Bad hip-hop: T-Pain, Flo-rida, Hurricane Chris
Good hip-hop: Lil Wayne, Lupe Fiasco, Ghostface Killah
Great hip-hop: Mr. Lif, The Streets, M.F. Doom

The first three acts have as much lasting value as the ringtones they’ve spawned. You can almost picture the fat-cat record executive drool over his cigar as he watches the monotonous stream of acts like these recycling the same lyrics over the same beats.

Luckily, the mainstream acts in bracket two all have redeemable qualities. In fact, Lil Wayne is arguably the most popular rapper alive and achieved that status without compromising much at all.

Once you venture out of the mainstream and into bracket three, there are three emcees with the creativity to match their impressive flows.


Bad punk: Fallout Boy, Panic at the Disco, Simple Plan
Good punk: Ted Leo & The Pharmacists, The Thermals, Black Lips
Great Punk: Iggy & the Stooges, The Replacements, MC5

This one is the most sorrowful yet. Punk was created to destroy disco and decadence, and now we have a multi-platinum act that has managed to not only turn dissent into a fashion statement, but also to include the very word “disco” in their name. In this bracket the baby-steps acts have the same energy and furor of their forefathers, but despite attempts to remain contemporary, it was impossible to ignore the three punk rock Gods found in the final bracket.


Bad alternative: The Fray, Maroon 5, Coldplay
Good alternative: The Shins, Spoon, TV on the Radio
Great alternative: Of Montreal, Animal Collective, Deerhoof

This will possibly be the easiest transition. While the first three artists are not outlandishly awful, they are excruciatingly boring and uninspired. The catchy groups in bracket two will serve as an easy leap-frog into the weird, experimental and inspired acts of group three.

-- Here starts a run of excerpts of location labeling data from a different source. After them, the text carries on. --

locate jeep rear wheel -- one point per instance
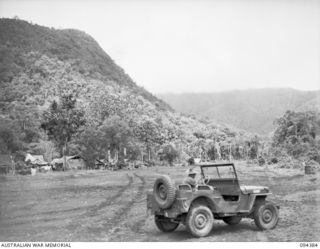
(199, 221)
(164, 224)
(266, 215)
(232, 220)
(164, 191)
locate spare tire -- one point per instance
(164, 191)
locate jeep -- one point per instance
(218, 195)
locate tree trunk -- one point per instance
(64, 151)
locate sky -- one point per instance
(195, 46)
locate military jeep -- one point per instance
(218, 195)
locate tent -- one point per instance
(73, 162)
(35, 160)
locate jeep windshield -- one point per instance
(218, 172)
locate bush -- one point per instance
(261, 161)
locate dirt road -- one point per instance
(111, 206)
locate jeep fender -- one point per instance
(204, 200)
(255, 199)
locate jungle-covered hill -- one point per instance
(60, 89)
(253, 110)
(40, 65)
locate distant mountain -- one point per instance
(253, 110)
(39, 65)
(47, 57)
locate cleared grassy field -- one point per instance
(111, 206)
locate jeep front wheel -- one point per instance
(266, 215)
(232, 220)
(164, 224)
(199, 221)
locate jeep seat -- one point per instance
(253, 189)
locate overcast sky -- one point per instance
(195, 46)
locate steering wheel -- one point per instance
(207, 180)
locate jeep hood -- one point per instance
(254, 189)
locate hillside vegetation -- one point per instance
(61, 93)
(251, 110)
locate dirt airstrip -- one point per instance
(111, 206)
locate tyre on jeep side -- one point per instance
(266, 215)
(164, 191)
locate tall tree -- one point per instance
(62, 121)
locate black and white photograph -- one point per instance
(159, 121)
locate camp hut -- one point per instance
(5, 163)
(35, 160)
(75, 162)
(72, 162)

Bad solo: Jason Mraz, Dave Matthews, Sheryl Crow
Good solo: Bright Eyes, Mason Jennings, Feist
Great solo: Devendra Banhart, The Mountain Goats, Cat Power

KS95 listeners appreciate earthy, organic and emotive songwriting. That’s a good thing. The bad part is they realize this via listening to obnoxious shallowness that is bracket one. The three singer/songwriters in group two have the depth group one so sorely lacks, and in group three things get LSD’y, Wordy and Soul’y (respectively).

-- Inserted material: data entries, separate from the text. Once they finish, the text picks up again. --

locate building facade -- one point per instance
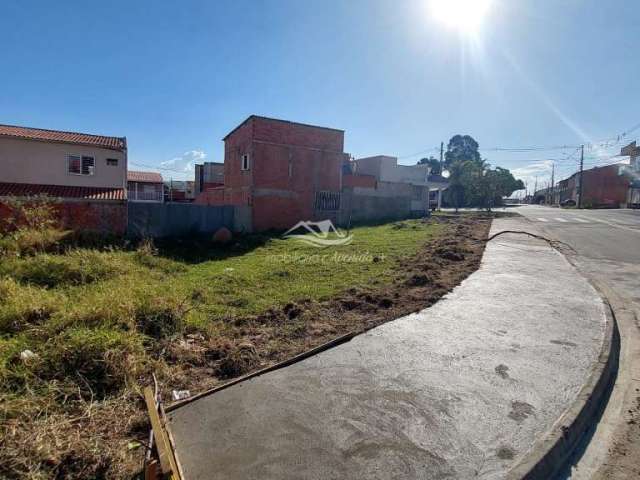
(144, 187)
(286, 171)
(410, 181)
(84, 174)
(208, 175)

Bad pop: Chris Brown, Britney Spears, Sean Kingston
Good pop: M.I.A., Rilo Kiley, Postal Service
Great pop: Ratatat, Robyn, LCD Soundsystem

1 = Danceable and mind-numbing, 2 = Danceable and write their own songs, 3 = Less catchy, but thankfully, still danceable. To make devotees of bracket one feel a tad more at home, bracket three dweller Robyn has actually performed at KDWB’s Last Chance Summer Dance. Then she stopped sucking. If you fancy any of the acts found in bracket one, follow suit! And in turn, you’ll lead a less miserable and pointless life.